Eight players were separated by five shots going into the final round, where the greens are likely to be even faster, crispier and more frightening.

Tiger Woods was not among them. Neither was Rory McIlroy.

Woods, having made his Masters record 24th consecutive cut on Friday, started the third round seven shots out of the lead and hopeful of at least making his massive following think there might be more magic left in that battered 48-year-old body.

Instead, Woods posted his highest round in three decades playing the majors. He shot an 82, the third time he has failed to break 80 in a major, and the first since the 2015 U.S. Open.

McIlroy came to the Masters thinking this might be the year he finally got the last leg of the career Grand Slam.
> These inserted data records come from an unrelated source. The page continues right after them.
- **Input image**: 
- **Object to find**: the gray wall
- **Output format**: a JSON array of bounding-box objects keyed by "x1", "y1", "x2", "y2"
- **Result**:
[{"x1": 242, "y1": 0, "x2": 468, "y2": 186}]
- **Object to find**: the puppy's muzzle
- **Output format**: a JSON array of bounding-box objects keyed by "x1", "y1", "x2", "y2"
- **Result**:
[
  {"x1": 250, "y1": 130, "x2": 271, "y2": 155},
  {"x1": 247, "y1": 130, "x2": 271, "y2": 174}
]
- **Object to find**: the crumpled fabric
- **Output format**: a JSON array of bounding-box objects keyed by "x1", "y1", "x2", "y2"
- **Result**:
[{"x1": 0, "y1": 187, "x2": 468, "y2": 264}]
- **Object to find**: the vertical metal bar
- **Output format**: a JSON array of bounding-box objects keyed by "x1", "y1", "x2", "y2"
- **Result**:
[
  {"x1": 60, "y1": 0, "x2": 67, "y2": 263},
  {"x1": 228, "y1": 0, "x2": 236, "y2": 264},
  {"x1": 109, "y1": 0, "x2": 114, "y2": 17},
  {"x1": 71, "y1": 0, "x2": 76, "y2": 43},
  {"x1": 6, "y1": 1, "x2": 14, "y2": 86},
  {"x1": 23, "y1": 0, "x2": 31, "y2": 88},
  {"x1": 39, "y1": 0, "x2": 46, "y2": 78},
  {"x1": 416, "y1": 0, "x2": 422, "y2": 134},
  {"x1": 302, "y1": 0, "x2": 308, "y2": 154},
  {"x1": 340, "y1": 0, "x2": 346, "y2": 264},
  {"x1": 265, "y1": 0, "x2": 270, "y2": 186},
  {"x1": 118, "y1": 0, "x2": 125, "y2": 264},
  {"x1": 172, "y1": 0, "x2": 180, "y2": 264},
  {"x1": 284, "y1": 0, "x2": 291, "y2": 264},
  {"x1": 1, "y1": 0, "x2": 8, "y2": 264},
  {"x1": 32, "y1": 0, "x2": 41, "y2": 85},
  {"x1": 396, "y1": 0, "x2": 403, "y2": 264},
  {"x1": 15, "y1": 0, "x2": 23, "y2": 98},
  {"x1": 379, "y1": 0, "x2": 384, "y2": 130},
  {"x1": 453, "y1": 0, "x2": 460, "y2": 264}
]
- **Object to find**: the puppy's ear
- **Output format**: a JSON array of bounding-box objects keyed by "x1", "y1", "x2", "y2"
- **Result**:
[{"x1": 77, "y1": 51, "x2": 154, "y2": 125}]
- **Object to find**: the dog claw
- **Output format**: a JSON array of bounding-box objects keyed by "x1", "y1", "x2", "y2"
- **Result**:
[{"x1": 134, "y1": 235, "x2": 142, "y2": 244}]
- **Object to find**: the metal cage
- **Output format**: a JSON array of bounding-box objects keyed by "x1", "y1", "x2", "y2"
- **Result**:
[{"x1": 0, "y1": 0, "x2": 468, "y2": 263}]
All he could muster was a 71 that left him 10 shots behind with 20 players in front of him.

There were no shortage of challengers.

Ludvig Aberg, the rising Swedish star playing in his first major, was among those who had a brief share of the lead until missing a pair of short par putts on the back nine. He still managed a 70 and was only three shots behind.

Another newcomer to the Masters, Nicolai Hojgaard of Denmark, had the lead to himself with three straight birdies around the turn. He celebrated that good fortunate by running off five straight bogeys, putting the ball in the water on both par 5s.

And then there was DeChambeau, who started the third round tied with Scheffler and Homa.

DeChambeau kept making enough birdies to hang around and was only one shot behind until he decided to go for the green from the trees on the par-5 15th. He went well right toward the 17th fairway — the second time in as many days he played a par 5 from two holes — only this one didn’t work out so well.

He chunked his wedge and watched it tumble into the pond. He took a penalty drop, pitched on and two-putted for double bogey. And then he three-putted for bogey on the 16th. And right when it appeared to be falling apart, he made his surprise birdie to limit the damage to 75. He was four shots behind.

Scheffler didn’t escape the craziness. He reached 8 under with a 30-foot birdie putt on the third hole and was still seemingly in control until his approach to the 10th took a hard hop over the green and into the bushes. He looked to escape with bogey until missing a 30-inch putt. Then, he hit an average chip and missed an 8-foot par putt on the 11th.

But he saved par on the 12th, and showed rare emotion — at least for a Saturday — when he holed a 30-foot eagle putt on the 13th.

“C’mon, baby!” he yelled when the putt dropped.

“Things got a little dicey in the middle,” Scheffler said. “On No. 10, I hit what I thought was a decent shot 8 feet from the hole and it wound up in the bushes. I did a good job of staying patient.”